The first time was a small order, and AliExpress followed through on their guarantee.

The second time was a larger order for my class (about $150 worth of resistor assortments), and the shipper sent me a tracking number that indicated that the shipment had been sent to Russia.  I opened the dispute with AliExpress after waiting a month for the delivery, and after a long wait they denied the claim saying that they were satisfied with the evidence.  I escalated the dispute, and the escalation was denied—in the denial I was sent a different tracking number claiming that the delivery had been made 2 months earlier.

I was not informed of messages from the seller, only of final decisions by AliExpress (for instance, the “corrected” tracking number was supposedly entered into the AliExpress system on 11 April, but I didn’t get informed of it until 20 April, when AliExpress denied my escalated claim).

The tracking claims that delivery was attempted on Feb 27 at 1:16pm and made on Feb 29, at 5:32pm.  I was home both times and no such delivery was made.  (Also our mailman never gets to our part of the route by early afternoon, and rarely even by 5:32pm—I believe that the tracking is fraudulent, which leads me to suspect China Post, rather than the shipper.)

Bottom-line:  the AliExpress guarantee is not worth much if no delivery is made.  In future, I will not order from AliExpress except when either

  • the item is so cheap I don’t really care if it isn’t delivered (there seems to be about a 20% risk).
  • the item is expensive enough that I’m willing to pay for a reliable delivery service like DHL rather than the free shipping through China Post.

Update 2016 June 9: AliExpress did refund the money for the undelivered goods—it took a while, and the process was murky, but I retract what I said earlier about their not standing behind their guarantee. I will still be using them only when I’m either willing to risk non-delivery or willing to pay a lot for delivery, as I still have no confidence in China Post, and I don’t want to go through the process of asking for refunds that take 3 months to receive.

2016 April 16

Santa Cruz Mini Maker Faire went well

The first Santa Cruz Mini Maker Faire seemed to go well.  I did not get to see much of it, since I was busy at my booth most of the day, though I did get a break for lunch while my assistant Henry manned the booth, and I made a quick tour of the exhibits during that break, to see what was there, though with no time to chat with other exhibitors.

I understand that about 1800 people bought tickets to the Mini Maker Faire, which probably means there were over 2000 people on-site, including volunteers and makers.  I hope the food vendors did OK—I ate at the Ate3One truck, since I never have before, but my opinion afterwards was that CruzNGourmet and Zameen have better food (both of those trucks are frequently on campus, and I’ve eat at each several times).

My day went pretty well, though I had one annoying problem, having to do with my pulse monitor display. When I set up the booth Friday evening, the pulse monitor was not working, and I thought that the phototransistor had somehow been broken in the rough ride in the bike trailer, so I brought the pulse monitor home, replaced the phototransistor and tested in thoroughly.  Everything worked great, so I packed it more carefully for transport in the morning.
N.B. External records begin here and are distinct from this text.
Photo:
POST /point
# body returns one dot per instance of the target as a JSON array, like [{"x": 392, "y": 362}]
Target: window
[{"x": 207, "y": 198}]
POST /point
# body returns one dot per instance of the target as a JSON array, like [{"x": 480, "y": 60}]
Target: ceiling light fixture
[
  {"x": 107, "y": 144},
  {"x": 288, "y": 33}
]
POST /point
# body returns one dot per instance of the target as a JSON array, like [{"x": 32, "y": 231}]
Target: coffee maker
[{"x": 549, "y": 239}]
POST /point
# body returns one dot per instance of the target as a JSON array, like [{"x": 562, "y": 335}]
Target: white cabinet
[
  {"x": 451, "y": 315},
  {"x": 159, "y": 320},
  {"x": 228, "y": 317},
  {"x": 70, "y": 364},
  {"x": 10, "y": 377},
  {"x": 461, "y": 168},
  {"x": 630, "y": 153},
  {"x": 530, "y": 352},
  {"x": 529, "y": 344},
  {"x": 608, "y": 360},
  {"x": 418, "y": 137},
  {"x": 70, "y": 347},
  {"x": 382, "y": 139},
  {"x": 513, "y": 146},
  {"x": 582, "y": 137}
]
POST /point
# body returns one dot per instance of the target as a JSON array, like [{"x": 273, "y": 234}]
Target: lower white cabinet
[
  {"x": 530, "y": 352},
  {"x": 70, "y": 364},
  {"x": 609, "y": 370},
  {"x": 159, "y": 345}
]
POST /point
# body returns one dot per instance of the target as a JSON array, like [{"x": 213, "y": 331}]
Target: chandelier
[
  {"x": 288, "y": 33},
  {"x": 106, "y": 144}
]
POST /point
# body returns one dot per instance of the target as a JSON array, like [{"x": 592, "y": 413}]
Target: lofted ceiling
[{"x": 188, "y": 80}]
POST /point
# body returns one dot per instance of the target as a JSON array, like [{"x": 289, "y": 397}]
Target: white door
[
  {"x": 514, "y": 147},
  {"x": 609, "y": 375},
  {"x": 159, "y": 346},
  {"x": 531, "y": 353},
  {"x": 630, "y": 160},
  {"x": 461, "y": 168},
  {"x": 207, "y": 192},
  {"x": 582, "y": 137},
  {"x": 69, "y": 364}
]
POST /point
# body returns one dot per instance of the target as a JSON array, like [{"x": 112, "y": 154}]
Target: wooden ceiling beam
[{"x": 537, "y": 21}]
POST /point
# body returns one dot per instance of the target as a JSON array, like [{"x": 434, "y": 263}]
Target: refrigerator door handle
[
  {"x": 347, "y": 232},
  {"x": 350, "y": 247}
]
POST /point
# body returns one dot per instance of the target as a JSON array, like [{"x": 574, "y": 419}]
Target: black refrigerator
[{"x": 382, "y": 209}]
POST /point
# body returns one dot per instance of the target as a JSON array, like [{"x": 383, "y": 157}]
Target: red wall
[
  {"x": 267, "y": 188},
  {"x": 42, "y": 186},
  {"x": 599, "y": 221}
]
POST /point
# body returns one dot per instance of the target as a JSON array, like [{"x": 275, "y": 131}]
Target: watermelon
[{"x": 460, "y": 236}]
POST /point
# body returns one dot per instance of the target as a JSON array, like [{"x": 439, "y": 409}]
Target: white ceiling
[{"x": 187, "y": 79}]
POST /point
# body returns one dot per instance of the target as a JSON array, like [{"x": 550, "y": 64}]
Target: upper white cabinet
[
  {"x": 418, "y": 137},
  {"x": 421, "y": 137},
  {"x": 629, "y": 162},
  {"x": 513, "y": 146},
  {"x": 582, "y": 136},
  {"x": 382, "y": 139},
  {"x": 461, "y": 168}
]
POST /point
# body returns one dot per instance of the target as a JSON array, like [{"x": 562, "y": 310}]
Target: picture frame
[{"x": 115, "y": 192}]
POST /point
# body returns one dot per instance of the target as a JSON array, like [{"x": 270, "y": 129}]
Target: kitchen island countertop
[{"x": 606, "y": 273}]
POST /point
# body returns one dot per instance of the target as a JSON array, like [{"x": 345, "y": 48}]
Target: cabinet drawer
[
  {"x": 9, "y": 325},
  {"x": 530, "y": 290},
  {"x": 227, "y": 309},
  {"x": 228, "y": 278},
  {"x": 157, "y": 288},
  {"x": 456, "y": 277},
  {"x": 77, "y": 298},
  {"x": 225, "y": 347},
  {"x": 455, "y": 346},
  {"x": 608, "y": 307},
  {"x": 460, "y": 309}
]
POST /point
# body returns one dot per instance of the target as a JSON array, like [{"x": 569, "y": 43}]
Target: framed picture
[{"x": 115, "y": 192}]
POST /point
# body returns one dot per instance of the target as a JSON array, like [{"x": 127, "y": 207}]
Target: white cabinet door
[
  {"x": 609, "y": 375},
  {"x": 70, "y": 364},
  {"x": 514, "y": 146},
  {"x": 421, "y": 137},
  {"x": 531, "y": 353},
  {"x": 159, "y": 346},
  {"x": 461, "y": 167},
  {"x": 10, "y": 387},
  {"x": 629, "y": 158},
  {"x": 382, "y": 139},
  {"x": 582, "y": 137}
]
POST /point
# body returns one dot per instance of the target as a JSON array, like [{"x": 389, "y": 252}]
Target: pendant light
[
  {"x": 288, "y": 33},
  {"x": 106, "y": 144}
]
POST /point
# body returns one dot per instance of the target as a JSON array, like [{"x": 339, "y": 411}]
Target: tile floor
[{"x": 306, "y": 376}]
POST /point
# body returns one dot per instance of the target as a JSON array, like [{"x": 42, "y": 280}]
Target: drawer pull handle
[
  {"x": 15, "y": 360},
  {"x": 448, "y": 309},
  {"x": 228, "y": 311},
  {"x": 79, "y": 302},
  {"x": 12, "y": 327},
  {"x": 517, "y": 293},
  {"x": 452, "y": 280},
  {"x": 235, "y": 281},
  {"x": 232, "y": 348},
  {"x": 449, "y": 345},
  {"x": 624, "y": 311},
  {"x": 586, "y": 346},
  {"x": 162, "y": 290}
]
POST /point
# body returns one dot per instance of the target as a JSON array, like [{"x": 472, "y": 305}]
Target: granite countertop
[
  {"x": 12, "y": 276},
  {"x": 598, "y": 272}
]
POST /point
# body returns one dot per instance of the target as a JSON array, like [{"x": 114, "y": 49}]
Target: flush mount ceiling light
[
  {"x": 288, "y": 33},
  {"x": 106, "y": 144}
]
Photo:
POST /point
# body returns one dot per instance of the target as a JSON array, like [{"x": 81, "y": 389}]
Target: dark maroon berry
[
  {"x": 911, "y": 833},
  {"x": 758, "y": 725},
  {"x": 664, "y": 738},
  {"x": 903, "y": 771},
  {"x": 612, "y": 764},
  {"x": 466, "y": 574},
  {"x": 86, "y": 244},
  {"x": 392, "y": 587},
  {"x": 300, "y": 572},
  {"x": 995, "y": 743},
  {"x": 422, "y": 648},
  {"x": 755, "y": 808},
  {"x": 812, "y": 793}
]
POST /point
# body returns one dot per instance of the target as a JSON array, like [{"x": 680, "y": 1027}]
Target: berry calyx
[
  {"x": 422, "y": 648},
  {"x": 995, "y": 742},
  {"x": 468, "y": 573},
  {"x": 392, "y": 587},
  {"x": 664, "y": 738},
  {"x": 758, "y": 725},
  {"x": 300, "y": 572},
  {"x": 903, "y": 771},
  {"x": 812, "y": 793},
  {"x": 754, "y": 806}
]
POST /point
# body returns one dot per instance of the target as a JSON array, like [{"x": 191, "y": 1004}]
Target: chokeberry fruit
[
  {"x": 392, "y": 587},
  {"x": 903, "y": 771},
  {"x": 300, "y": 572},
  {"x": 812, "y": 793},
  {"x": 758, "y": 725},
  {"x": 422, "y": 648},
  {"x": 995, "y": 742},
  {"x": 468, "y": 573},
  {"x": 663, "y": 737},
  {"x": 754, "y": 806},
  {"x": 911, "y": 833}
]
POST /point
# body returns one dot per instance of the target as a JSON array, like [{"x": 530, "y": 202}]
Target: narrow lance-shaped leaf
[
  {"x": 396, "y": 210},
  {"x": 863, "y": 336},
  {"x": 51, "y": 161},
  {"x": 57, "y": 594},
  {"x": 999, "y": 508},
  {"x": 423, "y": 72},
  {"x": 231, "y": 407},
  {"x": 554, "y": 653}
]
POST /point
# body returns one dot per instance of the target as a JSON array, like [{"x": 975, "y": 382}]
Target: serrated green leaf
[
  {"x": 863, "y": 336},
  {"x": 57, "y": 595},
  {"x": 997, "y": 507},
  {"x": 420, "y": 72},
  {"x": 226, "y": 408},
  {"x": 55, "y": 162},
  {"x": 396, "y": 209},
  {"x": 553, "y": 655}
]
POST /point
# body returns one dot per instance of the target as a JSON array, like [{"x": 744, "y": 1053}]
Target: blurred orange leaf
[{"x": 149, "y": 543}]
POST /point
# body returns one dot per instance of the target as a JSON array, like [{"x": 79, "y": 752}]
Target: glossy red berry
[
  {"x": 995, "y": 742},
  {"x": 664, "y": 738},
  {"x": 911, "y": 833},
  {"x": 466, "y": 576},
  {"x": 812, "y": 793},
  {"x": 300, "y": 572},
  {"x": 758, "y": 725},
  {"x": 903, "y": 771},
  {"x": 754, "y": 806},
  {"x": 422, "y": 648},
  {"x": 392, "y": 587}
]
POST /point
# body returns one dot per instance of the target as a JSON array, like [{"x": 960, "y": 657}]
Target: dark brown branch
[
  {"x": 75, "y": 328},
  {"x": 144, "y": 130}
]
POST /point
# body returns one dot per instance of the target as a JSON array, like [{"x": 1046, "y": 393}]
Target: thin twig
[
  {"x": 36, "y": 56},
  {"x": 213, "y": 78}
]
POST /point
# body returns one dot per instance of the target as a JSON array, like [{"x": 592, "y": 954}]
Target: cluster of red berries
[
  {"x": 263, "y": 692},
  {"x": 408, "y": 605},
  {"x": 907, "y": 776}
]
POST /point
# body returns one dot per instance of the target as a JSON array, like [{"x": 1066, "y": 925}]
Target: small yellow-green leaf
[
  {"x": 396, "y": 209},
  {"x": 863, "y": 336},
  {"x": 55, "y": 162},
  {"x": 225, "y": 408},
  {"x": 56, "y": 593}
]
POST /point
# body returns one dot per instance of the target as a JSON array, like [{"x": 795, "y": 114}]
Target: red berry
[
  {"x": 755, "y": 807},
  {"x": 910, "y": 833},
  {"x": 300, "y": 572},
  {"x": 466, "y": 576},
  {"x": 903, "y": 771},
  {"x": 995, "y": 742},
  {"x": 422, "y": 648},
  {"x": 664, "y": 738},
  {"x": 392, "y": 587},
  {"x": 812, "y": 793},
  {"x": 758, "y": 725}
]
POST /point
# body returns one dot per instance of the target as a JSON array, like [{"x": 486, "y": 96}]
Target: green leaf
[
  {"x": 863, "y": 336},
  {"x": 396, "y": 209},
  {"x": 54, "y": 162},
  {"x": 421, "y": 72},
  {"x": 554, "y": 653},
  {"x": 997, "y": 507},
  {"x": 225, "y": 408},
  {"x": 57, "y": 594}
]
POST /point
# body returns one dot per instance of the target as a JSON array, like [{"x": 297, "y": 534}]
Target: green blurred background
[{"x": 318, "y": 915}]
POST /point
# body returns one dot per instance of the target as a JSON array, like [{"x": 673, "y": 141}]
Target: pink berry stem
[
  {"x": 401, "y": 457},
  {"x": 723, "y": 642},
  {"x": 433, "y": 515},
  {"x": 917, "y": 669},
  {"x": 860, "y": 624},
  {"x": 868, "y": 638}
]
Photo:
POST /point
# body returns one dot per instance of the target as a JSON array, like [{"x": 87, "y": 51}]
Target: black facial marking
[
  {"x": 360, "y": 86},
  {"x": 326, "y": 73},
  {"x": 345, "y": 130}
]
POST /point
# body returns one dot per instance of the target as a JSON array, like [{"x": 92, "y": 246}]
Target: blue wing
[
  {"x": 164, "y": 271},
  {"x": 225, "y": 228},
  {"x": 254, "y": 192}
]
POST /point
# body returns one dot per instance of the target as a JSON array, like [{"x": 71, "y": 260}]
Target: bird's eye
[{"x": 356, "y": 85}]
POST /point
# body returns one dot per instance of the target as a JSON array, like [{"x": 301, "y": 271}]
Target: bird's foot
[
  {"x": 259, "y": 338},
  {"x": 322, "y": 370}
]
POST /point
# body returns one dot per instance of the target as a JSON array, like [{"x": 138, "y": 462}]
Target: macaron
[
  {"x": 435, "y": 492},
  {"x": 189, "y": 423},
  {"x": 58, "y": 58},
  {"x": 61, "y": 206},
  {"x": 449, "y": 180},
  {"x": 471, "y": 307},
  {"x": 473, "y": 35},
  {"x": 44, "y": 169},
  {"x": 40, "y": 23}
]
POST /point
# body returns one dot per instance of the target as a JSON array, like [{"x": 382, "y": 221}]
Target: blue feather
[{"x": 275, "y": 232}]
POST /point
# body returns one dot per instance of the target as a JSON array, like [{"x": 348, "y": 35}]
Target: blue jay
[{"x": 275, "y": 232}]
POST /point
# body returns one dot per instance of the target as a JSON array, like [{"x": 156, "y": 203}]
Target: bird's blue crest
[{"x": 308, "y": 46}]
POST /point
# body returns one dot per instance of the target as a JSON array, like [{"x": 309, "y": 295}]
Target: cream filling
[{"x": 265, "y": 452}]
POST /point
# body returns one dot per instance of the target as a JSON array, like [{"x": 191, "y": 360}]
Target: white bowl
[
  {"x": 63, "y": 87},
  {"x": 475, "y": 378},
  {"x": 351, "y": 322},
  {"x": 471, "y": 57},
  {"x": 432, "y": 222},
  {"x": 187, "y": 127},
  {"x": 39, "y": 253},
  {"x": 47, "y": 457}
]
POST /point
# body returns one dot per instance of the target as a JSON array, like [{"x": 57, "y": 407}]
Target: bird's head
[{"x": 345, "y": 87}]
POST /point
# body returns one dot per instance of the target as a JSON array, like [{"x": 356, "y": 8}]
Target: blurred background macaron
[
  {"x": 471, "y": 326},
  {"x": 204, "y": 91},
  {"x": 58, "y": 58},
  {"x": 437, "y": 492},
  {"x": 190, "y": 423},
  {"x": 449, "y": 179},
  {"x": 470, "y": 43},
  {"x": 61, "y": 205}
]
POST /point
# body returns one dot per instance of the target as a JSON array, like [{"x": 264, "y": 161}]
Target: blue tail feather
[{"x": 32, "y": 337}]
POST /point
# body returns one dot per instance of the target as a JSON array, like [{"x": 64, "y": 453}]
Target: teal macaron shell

When I got everything set up Saturday morning, I found I had no electricity, though the electricity had worked fine the night before.  After I finally tracked down a staff member with the authority to do anything about it, he suggested unplugging the other stuff plugged in and switching outlets.  I turned out that the only problem was that the outlets were so old and worn out that they no longer gripped plugs properly—taping the extension cord to the outlet box so that the weight of the cord didn’t pull out the plug fixed the power problem.

Once I had power, I tested the pulse monitor, and it failed again!  I used the oscilloscope to debug the problem, and found that the first stage transimpedance amplifier was saturating—there was too much light in the room, and even shading the pulse monitor didn’t help. By then, my assistant for the day (and my group tutor for the class on campus), Henry, had arrived and gotten the parking permit on his car, so I raced home on my bike to get resistors, capacitors, op amp chips, multimeters, hookup wire,and clip leads to try to rebuild the pulse monitor from scratch on the bread board.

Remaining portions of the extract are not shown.